Entry into a Material Definitive Agreement, Other Events, Financial Sta


Item 1.01. Entry Into a Material Definitive Agreement.

On September 19, 2012, Hovnanian Enterprises, Inc. (the "Company"), K. Hovnanian Enterprises, Inc., the Company's wholly-owned subsidiary ("K. Hovnanian"), and the subsidiary guarantors named therein entered into an Underwriting Agreement (the "Underwriting Agreement"), with J.P. Morgan Securities LLC, Citigroup Global Markets Inc. and Credit Suisse Securities (USA) LLC (collectively, the "Underwriters"), relating to a public offering of 90,000 6.00% Exchangeable Note Units (the "Underwritten Units"), each with a stated amount of $1,000. Pursuant to the terms of the Underwriting Agreement, K. Hovnanian granted the Underwriters a 13-day option to purchase up to an additional 10,000 Exchangeable Note Units (the "Optional Units" and, together with the Underwritten Units, the "Units") to cover over-allotments, if any (which option was exercised in full by the Underwriters on September 24, 2012). The sale of the Units is being made pursuant to the Company's, K. Hovnanian's and the subsidiary guarantors' Registration Statement on Form S-3 (File No. 333-173365) (the "Registration Statement") and the prospectus supplement, dated September 19, 2012, to the prospectus contained therein dated April 18, 2011.

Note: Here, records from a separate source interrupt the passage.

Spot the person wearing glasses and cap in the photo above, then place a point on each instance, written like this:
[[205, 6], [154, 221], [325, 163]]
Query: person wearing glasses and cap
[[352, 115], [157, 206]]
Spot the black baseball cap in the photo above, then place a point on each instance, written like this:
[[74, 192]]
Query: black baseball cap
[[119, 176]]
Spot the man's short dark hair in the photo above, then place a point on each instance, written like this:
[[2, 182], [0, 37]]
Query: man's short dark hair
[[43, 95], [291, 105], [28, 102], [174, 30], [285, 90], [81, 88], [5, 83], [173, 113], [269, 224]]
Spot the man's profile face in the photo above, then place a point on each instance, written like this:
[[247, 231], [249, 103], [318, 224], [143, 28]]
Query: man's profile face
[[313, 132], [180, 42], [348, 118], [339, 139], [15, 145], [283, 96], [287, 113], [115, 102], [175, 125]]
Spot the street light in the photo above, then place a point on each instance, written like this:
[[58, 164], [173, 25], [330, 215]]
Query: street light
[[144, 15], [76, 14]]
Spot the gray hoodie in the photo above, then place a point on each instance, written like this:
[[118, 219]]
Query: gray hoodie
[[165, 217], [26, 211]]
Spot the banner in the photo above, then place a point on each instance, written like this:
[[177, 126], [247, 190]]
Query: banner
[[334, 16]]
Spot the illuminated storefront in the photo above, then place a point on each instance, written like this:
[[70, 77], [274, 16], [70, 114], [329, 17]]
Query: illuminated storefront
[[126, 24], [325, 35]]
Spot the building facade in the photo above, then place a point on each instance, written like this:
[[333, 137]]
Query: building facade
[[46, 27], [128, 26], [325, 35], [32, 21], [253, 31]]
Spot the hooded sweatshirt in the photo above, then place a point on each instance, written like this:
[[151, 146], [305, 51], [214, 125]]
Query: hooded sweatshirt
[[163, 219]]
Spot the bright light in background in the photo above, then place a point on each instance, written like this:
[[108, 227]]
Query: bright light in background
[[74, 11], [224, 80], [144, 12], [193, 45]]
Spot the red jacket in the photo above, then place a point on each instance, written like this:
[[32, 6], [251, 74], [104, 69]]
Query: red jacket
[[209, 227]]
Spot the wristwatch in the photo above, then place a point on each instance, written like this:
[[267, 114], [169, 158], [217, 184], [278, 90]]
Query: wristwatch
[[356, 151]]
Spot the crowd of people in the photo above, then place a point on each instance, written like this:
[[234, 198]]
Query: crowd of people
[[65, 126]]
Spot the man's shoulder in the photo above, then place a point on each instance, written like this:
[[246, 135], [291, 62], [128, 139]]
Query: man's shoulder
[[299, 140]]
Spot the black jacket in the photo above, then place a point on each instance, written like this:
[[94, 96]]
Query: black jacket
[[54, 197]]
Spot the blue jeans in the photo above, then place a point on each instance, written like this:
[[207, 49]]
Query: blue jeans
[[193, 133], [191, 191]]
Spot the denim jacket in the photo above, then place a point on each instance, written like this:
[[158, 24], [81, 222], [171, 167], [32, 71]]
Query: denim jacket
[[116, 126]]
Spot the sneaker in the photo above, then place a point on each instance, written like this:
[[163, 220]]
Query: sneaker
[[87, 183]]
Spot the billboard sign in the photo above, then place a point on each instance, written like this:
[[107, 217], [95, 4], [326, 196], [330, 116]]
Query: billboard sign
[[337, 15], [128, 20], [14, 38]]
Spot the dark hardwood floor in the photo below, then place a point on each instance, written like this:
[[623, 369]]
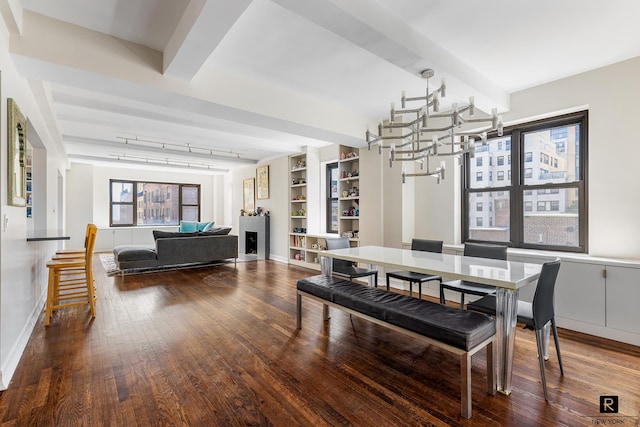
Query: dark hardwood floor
[[218, 346]]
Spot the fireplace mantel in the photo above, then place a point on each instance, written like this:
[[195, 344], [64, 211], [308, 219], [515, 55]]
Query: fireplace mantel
[[260, 226]]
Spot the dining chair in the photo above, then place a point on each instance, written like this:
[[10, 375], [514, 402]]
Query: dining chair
[[419, 278], [71, 280], [533, 315], [346, 268], [478, 250]]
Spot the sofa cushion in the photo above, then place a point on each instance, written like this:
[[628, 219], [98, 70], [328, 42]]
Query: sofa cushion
[[127, 253], [159, 234], [215, 231]]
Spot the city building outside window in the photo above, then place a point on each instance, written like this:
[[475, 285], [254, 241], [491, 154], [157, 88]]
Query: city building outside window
[[540, 203], [135, 203]]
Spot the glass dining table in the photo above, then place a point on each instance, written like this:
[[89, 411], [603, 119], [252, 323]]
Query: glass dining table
[[506, 276]]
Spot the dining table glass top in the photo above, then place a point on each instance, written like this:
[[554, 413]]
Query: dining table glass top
[[504, 274]]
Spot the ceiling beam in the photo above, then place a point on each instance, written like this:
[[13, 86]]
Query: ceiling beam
[[202, 27], [381, 32], [199, 155]]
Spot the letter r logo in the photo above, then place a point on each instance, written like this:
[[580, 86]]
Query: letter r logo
[[608, 404]]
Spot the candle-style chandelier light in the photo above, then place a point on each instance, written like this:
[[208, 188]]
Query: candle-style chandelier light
[[429, 132]]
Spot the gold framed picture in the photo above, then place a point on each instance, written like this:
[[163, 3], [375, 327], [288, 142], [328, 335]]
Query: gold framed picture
[[262, 188], [248, 195], [17, 149]]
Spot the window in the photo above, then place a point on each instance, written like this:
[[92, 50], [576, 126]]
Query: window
[[541, 204], [135, 203], [544, 158], [332, 198]]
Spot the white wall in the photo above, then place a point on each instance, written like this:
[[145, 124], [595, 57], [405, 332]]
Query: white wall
[[23, 275]]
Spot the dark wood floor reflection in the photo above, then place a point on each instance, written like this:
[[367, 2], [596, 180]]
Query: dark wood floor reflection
[[218, 346]]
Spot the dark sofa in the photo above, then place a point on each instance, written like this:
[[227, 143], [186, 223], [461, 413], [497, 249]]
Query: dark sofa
[[178, 249]]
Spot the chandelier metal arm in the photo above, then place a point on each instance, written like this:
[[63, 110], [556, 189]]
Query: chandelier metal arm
[[423, 139]]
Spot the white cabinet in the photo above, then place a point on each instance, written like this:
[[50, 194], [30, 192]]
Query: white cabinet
[[599, 299], [580, 292], [623, 294]]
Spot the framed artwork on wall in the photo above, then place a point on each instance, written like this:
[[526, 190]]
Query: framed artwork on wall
[[262, 174], [16, 159], [248, 195]]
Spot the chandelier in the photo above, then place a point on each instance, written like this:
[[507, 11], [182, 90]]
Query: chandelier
[[418, 134]]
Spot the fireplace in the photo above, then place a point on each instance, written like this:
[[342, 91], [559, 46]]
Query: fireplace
[[251, 242], [253, 239]]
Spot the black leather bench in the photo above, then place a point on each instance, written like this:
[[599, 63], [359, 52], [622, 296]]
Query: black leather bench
[[458, 331]]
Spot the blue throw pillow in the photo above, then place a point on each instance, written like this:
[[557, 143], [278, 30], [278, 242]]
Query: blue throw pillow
[[204, 226], [188, 226]]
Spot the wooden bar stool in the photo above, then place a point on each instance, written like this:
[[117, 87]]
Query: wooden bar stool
[[75, 252], [71, 280]]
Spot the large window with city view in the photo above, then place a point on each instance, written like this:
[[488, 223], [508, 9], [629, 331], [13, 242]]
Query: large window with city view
[[135, 203], [527, 188]]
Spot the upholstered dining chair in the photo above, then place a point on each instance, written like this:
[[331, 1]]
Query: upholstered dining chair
[[479, 250], [346, 268], [419, 278], [534, 315]]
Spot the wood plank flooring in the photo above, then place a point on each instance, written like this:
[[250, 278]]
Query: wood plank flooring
[[218, 346]]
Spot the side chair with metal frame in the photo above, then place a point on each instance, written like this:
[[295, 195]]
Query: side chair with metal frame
[[478, 250], [346, 268], [533, 315], [419, 278]]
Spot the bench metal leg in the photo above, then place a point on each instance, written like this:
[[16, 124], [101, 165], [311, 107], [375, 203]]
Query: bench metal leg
[[465, 386], [325, 312], [491, 373]]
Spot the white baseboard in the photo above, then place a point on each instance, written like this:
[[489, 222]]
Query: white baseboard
[[279, 259], [10, 364]]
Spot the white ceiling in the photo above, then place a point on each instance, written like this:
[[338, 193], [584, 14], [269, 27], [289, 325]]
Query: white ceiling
[[247, 80]]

The Underwriting Agreement relating to the offering of the Units is filed herewith as Exhibit 1.6 and is incorporated herein by reference.

Also on September 19, 2012, the Company, K. Hovnanian and the subsidiary guarantors named therein entered into a Purchase Agreement (the "Purchase Agreement"), with Credit Suisse Securities (USA) LLC, Citigroup Global Markets Inc. and J.P. Morgan Securities LLC (collectively, the "Initial Purchasers"), relating to a private placement pursuant to Rule 144A and Regulation S under the Securities Act of 1933 of $577,000,000 aggregate principal amount of 7.25% Senior Secured First Lien Notes due 2020 (the "First Lien Notes") and $220,000,000 aggregate principal amount of 9.125% Senior Secured Second Lien Notes due 2020 (the "Second Lien Notes") guaranteed by the Company and certain of its subsidiaries (the "Notes Offering"). The First Lien Notes and the guarantees thereof will be secured by a first-priority lien on substantially all of K. Hovnanian's, the Company's and the other guarantors' assets and the Second Lien Notes and the guarantees thereof will be secured by a second-priority lien on substantially all of K. Hovnanian's, the Company's and the other guarantors' assets, in both cases subject to permitted liens and certain exceptions.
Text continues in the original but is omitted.